SALYERSVILLE – The Salyersville City Council met in regular session on Monday, August 21, discussing the water rates and setting the tax rates for the city.
David Gardner with the Salyersville Water Works Commission, explained that they will be taking a 3 percent raise to water and sewer rates in order to keep up with the cost of living and continue providing services to the community.
He reiterated that five years ago (prior to the current commission and mayor) the water commission had roughly $200,000 in outstanding debts, and were facing possible termination of electricity services. The county offered to loan the city $50,000 to help pay the electric bill, and at that point in time, SWW had not had a rate increase in over 10 years. It was determined that they needed to increase their rates 20 to 25 percent just for the system to sustain itself, so the commission decided to raise the rates 10 percent the first year, 10 percent the second year and 3 percent the third year, then 3 percent annually to keep the rates in line with the cost of living.
“It is not fair to raise the rates 26 percent or even 10 percent at one time, so decided to increase it by 3 percent a year, a soft raise, and that allows it to be sustainable,” Gardner said.
He explained that the water commission has come a long way, chipping away at the long-term debts (now well under $100,000) and being able to break even with operating costs, but they are working toward being able to cover all depreciation costs and build up their debt reserve.
Gardner further explained they borrowed money from the Kentucky Infrastructure Authority for the grinder pump replacements and to replace the water tank and that the 3 percent increase will also help them to make the payments for the necessary improvements.
“The water commission operates under an ordinance from the council that states that the commission is fiscally responsible to manage the utilities in a fiscally responsible way,” Gardner said. “That ordinance was written about 40 years ago and that’s what we try to do now.”
City Councilman Tommy Bailey stated that he thought the rates were already high enough and that the commission should drop the sewer portion of the business if it is not economically profitable.
“You can’t run a city like a business or you would have police, a fire department, or anything like that,” Gardner said. “The people need that public service. The ordinance requires that we operate fiscally responsibly, but we also have to address the public health aspect of the commission. A lot of residents wouldn’t be served without grinder pumps and there would be a lot of sewage in the river.”
Bailey asked if the grinder pumps system is a burden to the city or if it makes a profit.
“No, but it breaks even and provides a service,” Gardner refuted. “We’re not losing or making money. I don’t think it’s the job of a public entity to make a profit.”
Councilman Jeff Bailey said he was thankful for the commission and the strides they have taken to better manage Salyersville Water Works.
“I wouldn’t have his job and I think our rates would be 30 to 40 percent higher if someone else was running it,” Bailey said.
Gardner invited the council to the water commission’s public meetings, held fourth Tuesday of every month at 10 a.m.
Mayor James “Pete” Shepherd commended the water commission and emphasized his support of the 3 percent increase, stating that the rates would be 30 percent higher if the state had taken over and they have come a long way from where they were in 2010.
In other news, the council unanimously agreed to keep the motor vehicle and watercraft tax rates the same, as well as the property tax rates.
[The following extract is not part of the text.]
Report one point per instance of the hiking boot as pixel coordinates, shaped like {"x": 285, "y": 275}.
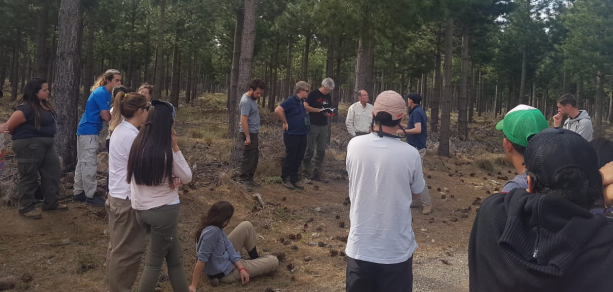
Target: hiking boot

Shepherd explained that by keeping the same rates, they will take in less revenue that they did last year, but he doesn’t expect it to be a problem.
Shepherd said his number one priority when they have the money will be to finish installing the tornado shelter.
He announced that the Heritage Days schedule has been finalized and released (in this week’s paper) and they will be honoring the late Todd Preston, as well as the first five families. Fourteen food booths have already signed up, baby contest signups are going on now, and the opening ceremony is slated for next Wednesday.
Shepherd said the city is working on the flooding problems on Coal Branch, but they are already down to solid rock in the culverts and the location of the sewer lines under the tiles. He said they were under the limit to receive aid from FEMA for the last round of flooding.
The next regularly-scheduled city council meeting is slated for September 18 at 7 p.m. at Salyersville City Hall.